RAPID is the culmination of a week’s worth of immersion in Viennese culture and art, and features creative and collaborative responses from the participants.
In addition to visiting world famous instituions such as MUMOK, Schloss Belvedere and the Leopold Galerie, students have had a good insight into contemporary art and culture in Vienna from a curated programme of talks by local artists, activists and art workers in the city. We have also had a day in Bratislava, comparing and contrasting Slovak visual culture with what we have encountered in Vienna.
Strong themes have emerged in discussion of the week’s experiences. In RAPID, students will present across the disciplines, from painting and 3-D intervention, to perfomance, video and sound art. Emphasis has been placed on a creative response to the space of Galerie AU, and adaptible use of found materials.
The dynamics of the cities of Vienna and Bratislava, the previous footprints of Scots in Vienna, construction and materiality, the ever-changing mix of languages and nationalities in this ancient capital, and seeing Vienna as an outsider, are some of the themes that will be considered in our work.
We and Galerie AU really look forward to welcoming you for the opening at Brunnengasse 76 from 1900 onwards, tomorrow Friday 5th February.
Gray’s runs courses not only in Fine Art (Painting and Contemporary Art Practice) but also courses in Design and Commercial Photography. It also oversees Masters’ level courses, and has a developing cohort of Ph.D students.
Every year Fine Art students visit a European city and make a pop up exhibition, in collaboration with local partners. Last year we visited Skopje in Macedonia, and made the exhibition Shkotsko at the Menada venue in the city.
One’s immediate surroundings is the topic that, in one way or another, has informed and influenced my practice for the past year and a half. The source of this interest is a combination of the drastic change in environment brought by moving to study in Scotland and my natural predisposition to focus on the details of things. I engage process-driven exploration of imagery, material, colour, pattern and shape in order to establish the links between further topics such as memory, order and the notion of “home”.
The contemporary environment is littered with imagery and intelligent technology where one is constantly in a dialogue with space and a screen, leading to an ever more immaterial space in which objects become malleable and responsive. It is this increasing fluidity of objects in virtual reality versus the flatness of imagery that my work finds itself within, exploring the possibilities of materiality in times of immateriality.
My work revolves around experimentation with light and space, specifically at the moment light refraction and human perception of colour within light. Video and film art also merges into my practise as I document installation pieces.

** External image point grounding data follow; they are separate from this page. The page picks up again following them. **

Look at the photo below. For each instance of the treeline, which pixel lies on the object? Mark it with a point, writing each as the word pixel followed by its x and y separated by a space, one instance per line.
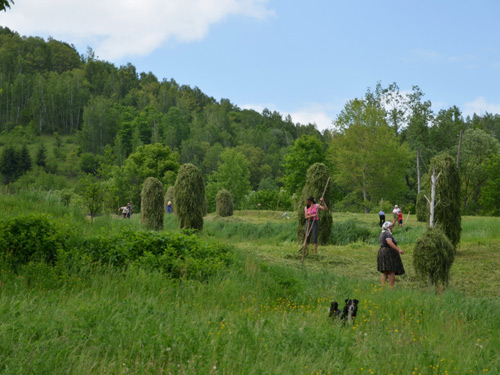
pixel 129 125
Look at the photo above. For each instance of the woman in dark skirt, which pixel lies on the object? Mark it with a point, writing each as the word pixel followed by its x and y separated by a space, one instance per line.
pixel 389 259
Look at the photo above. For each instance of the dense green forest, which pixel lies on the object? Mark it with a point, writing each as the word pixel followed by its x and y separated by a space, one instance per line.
pixel 78 125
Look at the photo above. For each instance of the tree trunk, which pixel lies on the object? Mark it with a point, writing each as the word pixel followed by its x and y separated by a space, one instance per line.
pixel 419 184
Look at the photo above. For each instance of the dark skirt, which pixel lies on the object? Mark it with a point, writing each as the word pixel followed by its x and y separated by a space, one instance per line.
pixel 389 260
pixel 312 231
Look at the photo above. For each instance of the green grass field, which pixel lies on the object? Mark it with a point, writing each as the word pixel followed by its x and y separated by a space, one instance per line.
pixel 266 314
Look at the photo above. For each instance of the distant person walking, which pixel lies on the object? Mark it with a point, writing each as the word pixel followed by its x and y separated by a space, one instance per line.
pixel 395 212
pixel 381 217
pixel 311 213
pixel 389 259
pixel 124 210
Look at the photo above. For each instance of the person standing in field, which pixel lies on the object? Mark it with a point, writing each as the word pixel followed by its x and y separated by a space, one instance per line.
pixel 395 212
pixel 124 210
pixel 381 217
pixel 389 259
pixel 311 213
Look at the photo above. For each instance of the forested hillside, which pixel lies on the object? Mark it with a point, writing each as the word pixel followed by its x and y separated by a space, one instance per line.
pixel 74 123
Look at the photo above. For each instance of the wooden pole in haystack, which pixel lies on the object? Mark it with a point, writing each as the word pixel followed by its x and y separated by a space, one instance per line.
pixel 309 225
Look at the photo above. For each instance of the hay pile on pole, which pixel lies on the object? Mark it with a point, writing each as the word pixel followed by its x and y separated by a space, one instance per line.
pixel 169 197
pixel 189 197
pixel 152 204
pixel 447 212
pixel 435 250
pixel 224 203
pixel 433 256
pixel 316 178
pixel 422 207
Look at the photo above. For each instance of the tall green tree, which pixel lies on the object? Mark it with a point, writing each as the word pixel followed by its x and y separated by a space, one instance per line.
pixel 9 165
pixel 152 204
pixel 4 4
pixel 368 159
pixel 306 151
pixel 233 175
pixel 477 148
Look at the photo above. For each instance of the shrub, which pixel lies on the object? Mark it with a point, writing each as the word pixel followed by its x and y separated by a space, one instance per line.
pixel 189 196
pixel 224 203
pixel 152 204
pixel 181 255
pixel 433 256
pixel 29 238
pixel 316 178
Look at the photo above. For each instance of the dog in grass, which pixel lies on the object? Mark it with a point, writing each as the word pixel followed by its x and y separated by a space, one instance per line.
pixel 348 313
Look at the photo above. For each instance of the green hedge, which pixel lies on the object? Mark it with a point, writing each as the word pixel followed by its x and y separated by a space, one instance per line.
pixel 26 238
pixel 181 255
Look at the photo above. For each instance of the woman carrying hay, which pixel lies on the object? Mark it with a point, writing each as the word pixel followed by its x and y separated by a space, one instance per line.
pixel 389 260
pixel 311 214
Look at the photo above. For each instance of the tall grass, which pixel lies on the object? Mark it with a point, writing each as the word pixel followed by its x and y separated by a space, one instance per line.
pixel 255 319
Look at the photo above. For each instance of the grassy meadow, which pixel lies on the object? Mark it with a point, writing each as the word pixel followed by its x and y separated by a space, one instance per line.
pixel 264 314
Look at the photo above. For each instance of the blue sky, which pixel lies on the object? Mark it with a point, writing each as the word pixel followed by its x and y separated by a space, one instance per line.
pixel 300 58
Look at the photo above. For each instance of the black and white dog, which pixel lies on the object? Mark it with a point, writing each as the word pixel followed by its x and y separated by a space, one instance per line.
pixel 348 313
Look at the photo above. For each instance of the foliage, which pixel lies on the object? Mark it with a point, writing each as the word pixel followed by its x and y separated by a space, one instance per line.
pixel 224 203
pixel 433 256
pixel 169 197
pixel 176 255
pixel 189 197
pixel 278 200
pixel 306 151
pixel 447 214
pixel 152 204
pixel 4 4
pixel 316 180
pixel 148 161
pixel 422 207
pixel 27 238
pixel 490 197
pixel 477 148
pixel 233 175
pixel 367 156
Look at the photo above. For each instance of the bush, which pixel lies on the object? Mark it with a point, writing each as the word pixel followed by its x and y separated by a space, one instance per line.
pixel 224 203
pixel 152 204
pixel 169 197
pixel 433 256
pixel 177 255
pixel 29 238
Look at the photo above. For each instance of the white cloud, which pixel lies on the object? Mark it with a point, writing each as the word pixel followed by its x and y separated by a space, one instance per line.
pixel 479 106
pixel 119 28
pixel 318 114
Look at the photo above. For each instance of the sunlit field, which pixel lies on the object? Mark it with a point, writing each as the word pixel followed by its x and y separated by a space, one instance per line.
pixel 265 313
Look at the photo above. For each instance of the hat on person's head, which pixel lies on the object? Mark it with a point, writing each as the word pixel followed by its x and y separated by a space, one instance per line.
pixel 386 225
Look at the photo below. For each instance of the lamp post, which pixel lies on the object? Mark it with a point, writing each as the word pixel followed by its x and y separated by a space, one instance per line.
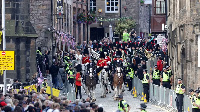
pixel 4 42
pixel 87 22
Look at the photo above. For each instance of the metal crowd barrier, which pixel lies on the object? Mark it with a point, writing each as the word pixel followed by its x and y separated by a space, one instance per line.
pixel 68 90
pixel 162 96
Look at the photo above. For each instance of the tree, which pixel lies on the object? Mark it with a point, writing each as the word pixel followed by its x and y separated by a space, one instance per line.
pixel 123 24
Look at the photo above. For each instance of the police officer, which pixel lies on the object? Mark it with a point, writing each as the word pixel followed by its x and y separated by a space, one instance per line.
pixel 44 84
pixel 129 77
pixel 165 78
pixel 145 82
pixel 156 76
pixel 197 101
pixel 70 75
pixel 143 107
pixel 170 74
pixel 122 105
pixel 180 90
pixel 194 98
pixel 66 58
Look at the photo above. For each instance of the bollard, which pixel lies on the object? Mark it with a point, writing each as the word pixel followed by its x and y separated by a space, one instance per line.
pixel 135 95
pixel 145 99
pixel 142 98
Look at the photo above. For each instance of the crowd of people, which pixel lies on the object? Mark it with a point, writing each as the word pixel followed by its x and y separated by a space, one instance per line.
pixel 66 69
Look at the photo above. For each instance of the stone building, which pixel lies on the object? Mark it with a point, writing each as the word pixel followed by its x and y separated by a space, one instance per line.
pixel 21 38
pixel 107 9
pixel 79 29
pixel 184 40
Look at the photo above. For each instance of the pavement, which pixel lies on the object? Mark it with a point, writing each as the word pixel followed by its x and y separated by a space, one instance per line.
pixel 110 105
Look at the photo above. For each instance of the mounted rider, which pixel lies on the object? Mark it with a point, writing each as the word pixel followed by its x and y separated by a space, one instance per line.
pixel 102 63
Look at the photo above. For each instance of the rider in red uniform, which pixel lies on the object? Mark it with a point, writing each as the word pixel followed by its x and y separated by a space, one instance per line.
pixel 101 63
pixel 86 58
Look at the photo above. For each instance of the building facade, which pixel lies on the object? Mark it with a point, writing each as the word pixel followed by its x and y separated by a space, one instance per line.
pixel 184 37
pixel 79 29
pixel 109 9
pixel 21 38
pixel 158 17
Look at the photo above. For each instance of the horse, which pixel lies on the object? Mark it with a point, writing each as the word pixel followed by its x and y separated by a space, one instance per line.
pixel 118 82
pixel 84 72
pixel 103 78
pixel 90 82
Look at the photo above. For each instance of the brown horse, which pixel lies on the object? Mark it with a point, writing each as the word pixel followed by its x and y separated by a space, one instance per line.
pixel 118 82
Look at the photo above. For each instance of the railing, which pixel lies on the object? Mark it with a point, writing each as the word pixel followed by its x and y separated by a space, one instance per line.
pixel 160 95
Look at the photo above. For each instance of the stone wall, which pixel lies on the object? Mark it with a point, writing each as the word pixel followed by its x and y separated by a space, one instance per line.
pixel 25 57
pixel 133 10
pixel 183 48
pixel 40 17
pixel 145 12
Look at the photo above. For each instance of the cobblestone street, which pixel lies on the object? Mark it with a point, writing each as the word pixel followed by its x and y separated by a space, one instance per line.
pixel 110 105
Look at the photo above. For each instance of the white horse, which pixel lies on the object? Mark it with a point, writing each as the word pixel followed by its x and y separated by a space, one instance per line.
pixel 90 85
pixel 103 78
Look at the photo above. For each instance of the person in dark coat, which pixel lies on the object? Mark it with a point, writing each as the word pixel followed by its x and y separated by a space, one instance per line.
pixel 54 73
pixel 139 73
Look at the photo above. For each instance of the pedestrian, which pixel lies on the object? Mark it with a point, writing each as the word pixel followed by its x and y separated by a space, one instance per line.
pixel 123 106
pixel 71 75
pixel 145 82
pixel 129 77
pixel 125 36
pixel 160 64
pixel 54 73
pixel 143 107
pixel 78 82
pixel 194 98
pixel 196 102
pixel 165 78
pixel 180 90
pixel 133 35
pixel 156 76
pixel 171 75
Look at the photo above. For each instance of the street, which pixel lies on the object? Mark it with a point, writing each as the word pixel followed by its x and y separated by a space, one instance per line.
pixel 110 105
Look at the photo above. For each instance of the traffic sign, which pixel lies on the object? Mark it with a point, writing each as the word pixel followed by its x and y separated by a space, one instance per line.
pixel 7 60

Scenes from everyday life form much of the basis of my work. Discarded items, accidental or unintended situations such as rubbish sacks, traffic cones and broken umbrellas contain a sculptural significance that informs my studio practice. Working between drawing, painting and installation, I investigate and explore the natural poetry, patterns and relationships that exists between these collections of ‘things’ and the failure that surrounds them.